When people around me talk about metrics, the most used words are service reliability, latency, throughput, load capacity and their siblings. All that is indeed extremely important until it gets to the data. In the data world, where we deal with customer’s private information, business nuances, and, after all, money, the data consistency is what we should take care of in the first place. I even wrote a rant about it a while ago.

Roses Are Red

Data consistency is harder than rumors say. Data consistency, contrary to popular misconception, cannot be preserved by RDBMS itself. It cannot be represented as a diagram, let alone graph of relations. And, after all, when people talk about consistency, they too often use a wrong vocabulary. There is even the brand new wording invented by people who had most likely never been to the university. Saga, if one would squeeze out all the water from the paper, is a poor-man FSM. OK, rich-man FSM, it’s coming from Microsoft after all.

I blindly used mocks for decades until I read José Valim’s ‘I always consider “mock” to be a noun, never a verb.’ and it clicked. Not that I had no clue what mocks are, but I surely was abusing the clean concept with somewhat nasty implementation.

Data consistency has not clicked for me for a while too. I felt there should be a clean way to ensure it in general, but I missed the details. I knew it should most likely rely on finite automata and I tended to vote for it to be non-deterministic because the absense of side effects would ruin any business (including but not limited to programming languages relying on pure functions only.)

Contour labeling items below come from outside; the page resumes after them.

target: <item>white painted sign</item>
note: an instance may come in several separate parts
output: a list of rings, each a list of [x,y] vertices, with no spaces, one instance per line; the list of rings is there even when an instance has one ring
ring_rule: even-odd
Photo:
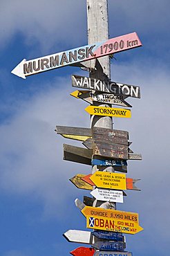
[[[91,194],[97,200],[108,202],[123,203],[123,192],[120,190],[95,188]]]
[[[69,230],[63,236],[69,241],[80,244],[94,244],[94,237],[89,231]]]

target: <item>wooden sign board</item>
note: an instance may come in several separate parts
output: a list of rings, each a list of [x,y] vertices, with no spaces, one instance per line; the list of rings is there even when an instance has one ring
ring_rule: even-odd
[[[126,243],[124,241],[100,241],[92,244],[92,246],[100,250],[122,250],[126,248]]]
[[[115,118],[130,118],[131,117],[131,110],[126,109],[90,105],[85,109],[85,111],[90,115],[95,116],[113,116]]]
[[[71,96],[73,96],[78,99],[82,99],[89,104],[93,104],[93,102],[97,102],[101,103],[108,103],[114,105],[131,107],[132,106],[126,102],[124,99],[128,96],[123,95],[115,95],[111,93],[102,93],[101,92],[93,93],[87,91],[75,91],[72,93],[70,93]]]
[[[56,126],[55,131],[57,134],[74,135],[80,136],[91,137],[92,132],[91,128],[73,127],[68,126]]]
[[[64,160],[91,165],[92,150],[64,144]]]
[[[115,166],[124,167],[127,166],[127,161],[125,160],[100,160],[100,159],[92,159],[91,163],[93,165],[101,165],[101,166]]]
[[[93,127],[92,128],[92,138],[93,140],[104,142],[106,143],[115,143],[129,145],[129,132],[122,130],[106,129]]]
[[[86,174],[77,174],[69,180],[77,188],[83,190],[92,190],[93,186],[88,184],[86,182],[83,181],[82,178],[84,178]]]
[[[122,235],[122,233],[111,232],[111,231],[104,231],[104,230],[95,230],[92,234],[97,238],[101,239],[106,239],[110,241],[126,241],[125,237]]]
[[[38,73],[75,64],[139,46],[142,46],[141,42],[136,33],[133,33],[28,61],[23,59],[11,73],[25,79],[26,76]]]
[[[69,230],[66,231],[63,236],[70,242],[79,244],[94,244],[94,237],[91,232]]]
[[[95,172],[90,179],[98,188],[126,190],[126,174],[108,172]]]
[[[73,87],[112,93],[115,95],[125,95],[140,98],[140,86],[122,84],[120,82],[104,81],[97,78],[86,77],[79,75],[72,75]]]
[[[91,194],[97,200],[108,202],[123,203],[123,192],[119,190],[95,188]]]
[[[127,160],[129,158],[128,146],[94,141],[93,145],[93,155],[117,160]]]
[[[82,177],[81,179],[92,186],[96,185],[97,187],[102,188],[140,190],[135,185],[135,182],[140,181],[140,179],[135,179],[131,178],[126,178],[124,181],[124,183],[126,183],[126,188],[125,186],[124,188],[120,188],[120,186],[121,179],[123,179],[123,176],[125,176],[125,174],[97,171],[93,174],[91,174]]]
[[[73,256],[93,256],[95,250],[91,247],[78,247],[70,252]]]
[[[86,228],[101,230],[136,234],[143,230],[139,226],[138,214],[85,206],[82,210],[86,218]]]
[[[112,251],[96,251],[94,256],[132,256],[132,253],[128,252],[112,252]]]

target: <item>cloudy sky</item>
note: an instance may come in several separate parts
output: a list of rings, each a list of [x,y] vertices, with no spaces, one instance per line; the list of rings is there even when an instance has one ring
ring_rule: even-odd
[[[170,228],[170,52],[168,0],[108,0],[110,38],[137,32],[143,46],[117,53],[112,80],[140,86],[141,99],[128,99],[132,118],[115,118],[127,130],[131,148],[128,176],[141,179],[141,192],[128,191],[117,209],[139,213],[144,230],[126,235],[134,256],[167,255]],[[90,166],[62,160],[67,140],[55,125],[89,127],[85,102],[69,95],[70,66],[23,80],[10,71],[31,60],[87,44],[86,0],[1,0],[0,3],[0,255],[69,255],[81,246],[62,234],[86,230],[74,200],[89,196],[69,179],[89,174]],[[77,145],[81,146],[80,143]]]

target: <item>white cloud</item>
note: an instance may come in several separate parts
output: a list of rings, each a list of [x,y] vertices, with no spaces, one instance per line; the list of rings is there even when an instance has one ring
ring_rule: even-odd
[[[86,35],[85,15],[85,1],[30,0],[23,3],[16,0],[14,4],[12,0],[2,0],[1,45],[6,45],[17,33],[25,37],[26,44],[39,43],[45,51],[56,42],[59,46],[63,42],[66,46],[70,46],[70,42],[79,44],[83,35]]]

I worked a lot with a handy workflow gem in ruby, and it did what I wanted to some extent, but it has two glitches that cannot be circumvented. The state is attached to an entity (to the data object directly,) and there is no restriction to modify entity state with transitions only. One can easily update the amount of order manually, bypassing a transition, which obviously ruins the whole math behind finite automata. It miserably becomes an infinite state machine.

That said, while attaching FSM to data entities might ensure their consistency alone, it cannot validate relationships between them. Which are usually called business processes. Also, business processes is something what runs the business, might be spoken about with non-tech deps, and, the last but not the least, they are easily described with goddamn diagrams. Which are barely differ from a ready-to-use FSM definition.

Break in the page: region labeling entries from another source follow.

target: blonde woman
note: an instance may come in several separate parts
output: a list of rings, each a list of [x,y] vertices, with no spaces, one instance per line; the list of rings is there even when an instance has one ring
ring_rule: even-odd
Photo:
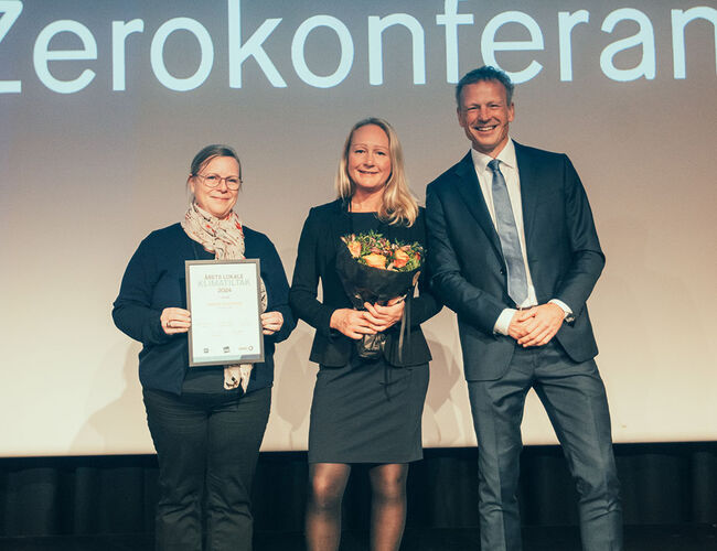
[[[347,234],[374,230],[392,240],[425,244],[424,212],[408,190],[400,143],[388,122],[370,118],[351,129],[335,183],[338,198],[312,208],[304,223],[290,291],[296,315],[317,329],[310,359],[320,365],[309,431],[307,543],[310,551],[339,548],[351,465],[368,464],[371,548],[397,550],[408,464],[422,457],[430,352],[420,324],[440,304],[426,290],[424,272],[418,296],[354,310],[336,271],[336,251],[345,247],[341,237]],[[409,335],[402,341],[405,310]],[[361,357],[354,343],[382,332],[383,353]]]

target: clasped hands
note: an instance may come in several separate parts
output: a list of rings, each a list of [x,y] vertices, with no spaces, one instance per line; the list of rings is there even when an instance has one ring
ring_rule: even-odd
[[[563,320],[565,311],[553,302],[518,310],[511,320],[507,334],[523,347],[543,346],[555,336]]]
[[[387,301],[385,305],[364,302],[366,310],[334,310],[329,325],[332,329],[357,341],[364,335],[375,335],[394,325],[403,317],[405,305],[404,299],[396,296]]]
[[[162,310],[159,316],[159,322],[162,329],[168,335],[176,333],[186,333],[192,325],[192,315],[189,310],[169,307]],[[265,335],[274,335],[283,325],[283,316],[281,312],[265,312],[261,314],[261,333]]]

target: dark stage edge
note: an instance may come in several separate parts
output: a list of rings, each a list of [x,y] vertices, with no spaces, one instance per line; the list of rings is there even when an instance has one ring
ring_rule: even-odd
[[[304,551],[299,532],[258,532],[254,551]],[[527,527],[524,551],[579,551],[576,527]],[[0,538],[2,551],[152,551],[149,534]],[[340,551],[365,551],[367,534],[343,533]],[[478,551],[478,529],[408,529],[402,551]],[[717,525],[629,526],[625,551],[717,551]]]

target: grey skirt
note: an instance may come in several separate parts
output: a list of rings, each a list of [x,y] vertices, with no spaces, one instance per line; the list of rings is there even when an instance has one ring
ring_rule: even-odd
[[[321,366],[309,428],[309,463],[408,463],[422,458],[428,364],[393,367],[355,356]]]

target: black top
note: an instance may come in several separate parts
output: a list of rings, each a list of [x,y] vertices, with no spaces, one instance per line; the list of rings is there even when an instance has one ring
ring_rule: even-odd
[[[354,222],[358,223],[358,219]],[[343,366],[351,358],[352,339],[330,327],[331,315],[339,309],[351,309],[335,269],[338,247],[344,247],[341,237],[351,234],[352,215],[346,206],[336,199],[309,212],[299,239],[297,263],[289,301],[297,317],[306,321],[317,329],[311,347],[311,361],[325,366]],[[424,209],[413,226],[389,225],[377,220],[376,230],[389,239],[403,242],[418,241],[426,246],[426,227]],[[357,228],[356,228],[357,229]],[[318,287],[321,281],[322,301],[318,300]],[[428,344],[420,329],[420,324],[437,314],[441,304],[429,292],[426,264],[418,281],[419,295],[410,301],[410,336],[404,341],[404,349],[398,359],[398,331],[396,324],[386,331],[384,356],[394,366],[415,366],[430,359]]]
[[[275,344],[285,341],[296,322],[289,309],[289,284],[276,248],[264,234],[244,227],[246,258],[260,260],[261,279],[267,290],[267,312],[283,316],[281,329],[264,337],[265,361],[255,364],[247,392],[271,386],[274,381]],[[184,260],[211,260],[196,241],[190,239],[179,224],[152,231],[132,256],[113,309],[119,329],[142,343],[139,353],[139,379],[142,387],[181,393],[189,370],[186,333],[168,335],[161,327],[160,314],[165,307],[186,309]],[[217,372],[222,367],[201,367]],[[217,382],[221,388],[221,382]]]

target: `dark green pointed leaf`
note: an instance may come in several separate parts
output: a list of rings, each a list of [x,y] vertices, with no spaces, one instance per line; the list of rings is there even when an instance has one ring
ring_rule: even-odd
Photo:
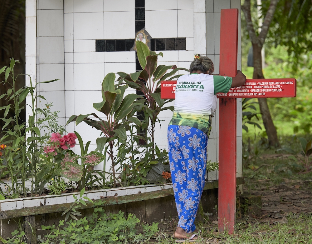
[[[154,72],[154,79],[153,80],[154,82],[160,79],[168,70],[171,68],[173,67],[173,65],[159,65]]]
[[[131,79],[135,82],[137,81],[137,80],[138,79],[138,78],[140,76],[140,74],[141,74],[142,71],[143,71],[140,70],[139,71],[138,71],[138,72],[136,72],[135,73],[133,73],[132,74],[130,74],[130,77],[131,77]]]
[[[126,134],[126,129],[124,128],[120,128],[113,130],[113,131],[119,137],[124,141],[127,140],[127,135]]]
[[[142,79],[144,80],[145,81],[147,81],[149,80],[149,73],[148,73],[147,72],[147,71],[145,69],[143,70],[142,71],[141,74],[140,74],[140,76],[139,76],[139,78],[140,79]]]
[[[144,69],[146,65],[146,57],[150,55],[149,47],[140,41],[135,42],[137,48],[137,54],[139,62],[143,69]]]
[[[101,102],[100,102],[94,103],[93,104],[93,107],[98,111],[100,111],[105,103],[105,102],[104,101]]]
[[[146,57],[146,65],[144,69],[150,77],[152,76],[157,67],[157,56],[149,56]]]

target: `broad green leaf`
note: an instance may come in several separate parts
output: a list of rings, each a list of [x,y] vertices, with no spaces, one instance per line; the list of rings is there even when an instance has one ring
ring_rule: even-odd
[[[103,152],[108,139],[107,137],[99,137],[96,138],[96,146],[100,152]]]
[[[119,121],[125,117],[131,112],[133,107],[132,106],[132,104],[134,100],[142,97],[141,96],[136,94],[129,94],[126,96],[124,98],[120,106],[115,112],[114,119],[115,121]]]
[[[10,75],[10,72],[11,71],[11,68],[10,67],[8,67],[7,68],[7,69],[5,71],[5,74],[4,75],[4,77],[5,78],[6,81],[7,81],[7,78],[9,77],[9,75]]]
[[[140,79],[142,79],[142,80],[144,80],[145,81],[147,81],[149,80],[149,73],[147,72],[147,71],[144,69],[142,71],[141,74],[140,74],[139,78]]]
[[[66,125],[68,125],[71,122],[72,122],[76,120],[77,117],[76,115],[72,115],[68,119],[68,120],[67,121],[67,122],[66,122]]]
[[[127,140],[127,135],[126,134],[126,129],[124,128],[121,128],[113,130],[113,131],[115,133],[119,138],[124,141]]]
[[[113,107],[113,109],[111,111],[111,113],[112,114],[115,113],[120,106],[121,103],[122,102],[122,100],[124,99],[124,92],[126,89],[128,88],[129,86],[128,85],[125,85],[124,86],[121,86],[118,87],[118,88],[120,90],[120,94],[118,94],[116,96],[116,98],[115,98],[115,103],[114,103],[114,106]]]
[[[135,117],[131,117],[128,119],[128,120],[134,123],[137,125],[141,127],[142,125],[142,123],[141,121]]]
[[[136,72],[135,73],[133,73],[132,74],[130,74],[130,77],[131,77],[131,79],[134,82],[136,82],[140,76],[140,74],[143,71],[143,70],[140,70],[139,71],[138,71],[138,72]]]
[[[78,125],[90,114],[90,113],[89,114],[80,114],[76,119],[76,125]]]
[[[146,57],[150,55],[150,52],[149,47],[140,41],[135,42],[137,48],[137,54],[139,62],[143,69],[145,68],[146,65]]]
[[[101,102],[100,102],[94,103],[93,104],[93,107],[98,111],[100,111],[105,103],[105,102],[104,101]]]
[[[1,69],[0,69],[0,74],[3,73],[3,72],[4,71],[4,70],[5,69],[5,68],[7,66],[4,66],[4,67],[2,67],[1,68]]]
[[[15,65],[15,61],[14,58],[11,58],[11,62],[10,62],[10,67],[13,69]]]
[[[149,94],[156,101],[157,104],[161,107],[163,105],[163,99],[160,98],[160,92],[154,92]]]
[[[146,57],[146,65],[145,69],[150,77],[152,76],[157,67],[157,56],[149,56]]]
[[[154,82],[160,79],[168,70],[171,68],[172,67],[172,65],[159,65],[154,72]]]
[[[39,83],[50,83],[50,82],[53,82],[55,81],[59,81],[60,80],[56,79],[55,80],[52,80],[51,81],[42,81],[41,82],[38,82],[37,84],[39,84]]]

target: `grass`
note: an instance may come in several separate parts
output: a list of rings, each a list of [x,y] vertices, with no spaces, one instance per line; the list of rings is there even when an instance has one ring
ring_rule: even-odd
[[[247,133],[243,134],[244,147],[249,147],[250,149],[243,162],[244,192],[259,189],[268,192],[275,187],[278,189],[281,186],[286,185],[291,187],[299,184],[300,189],[305,191],[304,194],[312,195],[312,172],[299,173],[303,168],[302,158],[286,152],[276,151],[276,148],[268,148],[267,140],[259,134],[255,139],[254,136],[248,137]],[[310,135],[282,135],[279,138],[281,147],[290,147],[299,155],[301,146],[297,138],[308,138],[311,137]],[[243,152],[244,154],[246,152]],[[281,197],[279,204],[282,201]],[[287,219],[284,223],[278,222],[280,218],[271,218],[269,215],[263,218],[246,217],[238,219],[233,235],[218,233],[217,226],[206,220],[204,223],[197,224],[197,228],[200,230],[204,241],[197,242],[207,244],[312,243],[312,213],[308,210],[307,212],[299,211],[296,213],[290,212],[283,213]],[[174,238],[162,232],[156,242],[168,244],[175,241]]]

Consider actor model applied to data. Business processes are processes. Events provoking transitions are messages. Data is nothing but an internal state of a business process. Don’t you feel the smell of fault tolerance through business processes supervision trees yet?

In simple systems, the business process might be attached to the data entity, but still it would be better be a separate beast. When I started to work on FSM application to data consistency, I wrote an example application managing a Post in a wild. The most impressive feature of Elixir as of language is it literally yells at you when you are trying to implement things in a wrong way. The code starts to look ugly, whispering “Hey, you are likely missing a better approach here.”

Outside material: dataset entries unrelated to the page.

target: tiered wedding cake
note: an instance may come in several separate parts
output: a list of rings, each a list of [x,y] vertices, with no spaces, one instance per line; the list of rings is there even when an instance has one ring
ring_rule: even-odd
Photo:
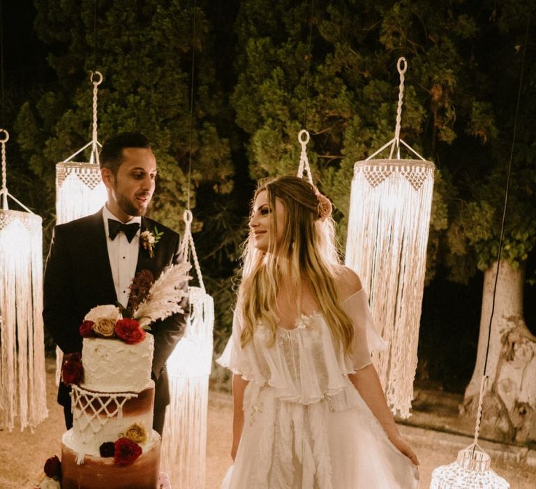
[[[62,489],[156,487],[154,343],[151,334],[135,344],[84,339],[83,381],[72,384],[73,425],[61,439]]]
[[[61,367],[61,381],[72,388],[73,428],[61,438],[61,461],[54,455],[45,462],[40,489],[156,489],[154,337],[146,329],[184,313],[189,269],[172,265],[156,282],[141,270],[130,287],[130,309],[100,305],[86,314],[82,354],[66,355]]]

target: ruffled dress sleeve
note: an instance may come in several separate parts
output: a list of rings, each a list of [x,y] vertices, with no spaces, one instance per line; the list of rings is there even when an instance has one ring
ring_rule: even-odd
[[[350,360],[352,367],[359,370],[372,363],[372,351],[385,350],[387,344],[374,326],[363,289],[345,299],[343,308],[354,325],[353,351]]]
[[[239,314],[234,311],[232,316],[232,332],[225,345],[223,353],[216,362],[222,367],[228,368],[233,374],[241,375],[246,380],[252,380],[254,371],[252,365],[251,349],[243,349],[240,346],[241,327]]]

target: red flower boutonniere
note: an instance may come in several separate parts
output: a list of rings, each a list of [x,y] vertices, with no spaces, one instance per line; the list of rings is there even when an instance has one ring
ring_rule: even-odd
[[[141,240],[142,246],[147,250],[149,253],[149,257],[153,258],[154,256],[154,247],[156,246],[156,243],[160,241],[160,238],[164,233],[163,231],[158,232],[156,226],[154,226],[154,233],[151,233],[149,230],[143,231],[140,235],[140,239]]]

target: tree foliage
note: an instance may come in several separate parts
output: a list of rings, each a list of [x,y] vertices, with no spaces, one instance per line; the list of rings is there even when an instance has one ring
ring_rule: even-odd
[[[99,139],[139,131],[154,149],[159,177],[152,215],[180,226],[191,168],[191,206],[204,180],[220,193],[232,190],[229,142],[219,133],[226,121],[211,55],[214,40],[202,8],[194,13],[172,0],[37,0],[36,6],[36,29],[50,45],[57,84],[22,106],[17,129],[32,170],[51,193],[54,163],[91,140],[89,73],[96,69],[104,75]]]

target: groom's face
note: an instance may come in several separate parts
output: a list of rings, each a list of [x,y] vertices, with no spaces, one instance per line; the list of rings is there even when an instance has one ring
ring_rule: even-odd
[[[154,192],[156,160],[149,148],[123,149],[117,175],[103,168],[103,180],[108,189],[108,208],[122,221],[143,216]]]

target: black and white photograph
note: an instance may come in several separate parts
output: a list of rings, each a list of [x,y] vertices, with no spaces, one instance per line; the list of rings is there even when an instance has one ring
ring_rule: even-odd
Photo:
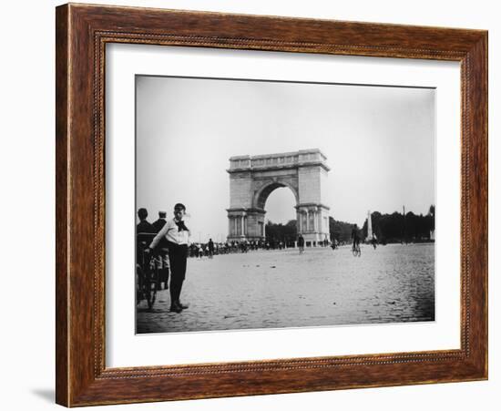
[[[137,75],[136,334],[435,321],[435,89]]]

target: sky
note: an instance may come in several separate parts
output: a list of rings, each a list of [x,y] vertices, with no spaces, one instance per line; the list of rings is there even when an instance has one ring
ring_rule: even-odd
[[[331,168],[331,216],[362,225],[367,211],[425,214],[435,203],[432,88],[136,77],[136,203],[172,215],[187,206],[195,241],[224,240],[229,159],[320,149]],[[295,218],[277,189],[266,218]]]

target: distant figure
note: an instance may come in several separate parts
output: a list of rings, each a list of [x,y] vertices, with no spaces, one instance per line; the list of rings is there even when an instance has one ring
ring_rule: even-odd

Despite that I managed the example to work and even look not so ugly, I discovered the whole idea was crucially misconcepted. The Post itself should not keep track of its changes. This is not scalable, not extandable, and not supportable. Adding a comment would lead the approach to disintegrating like a house of cards. There must be a separated business process, like PostLifecycle, which would take care of a Post …ahem… lifecycle. And—which is extremely important—the Post itself should not allow any modifications outside of the transitions in this process.

Here we get to the intriguing and cost-free side effect. Storing transitions alone would give us a perfectly valid event log. It would not be re-playable in general, due to non-pure transitions (consider the post which embeds an opg, which is to be downloaded from some external source with not idempotent responses,) but despite that, the event log would be fully plausible.

This approach works well with web applications. Instead of random requests, modifying the internal data of the application directly (as every single protocol known to me allows in a nutshell,) the endpoints in the web application should expose transition handlers only. The outmost world should not be allowed (and therefore even have an access) to modify data directly. It should be permitted to initiate transitions only. As by Joe Armstrong’s analogy, the computer interoperation should mimic the human communication; we cannot read minds, we can only send messages, like saying words or waving our hands, and the interlocutor might or might not decide to change their mind or even share some of it with us.

The described approach is extremely easy to reason about, which is also true for most of other approaches broadly accepted in computer science. Its uniqueness is it drastically simplifies the project vision exchange with the people of business. Transitions are exactly what they think of, and everything else magically becomes actual implementation details.

I am to come up with another example, demostrating the power of Finitomata in a concord with business processes automation, mapped to data internally, but in the meanwhile I wanted to share this agenda as a pure idea.

Happy business process driven development!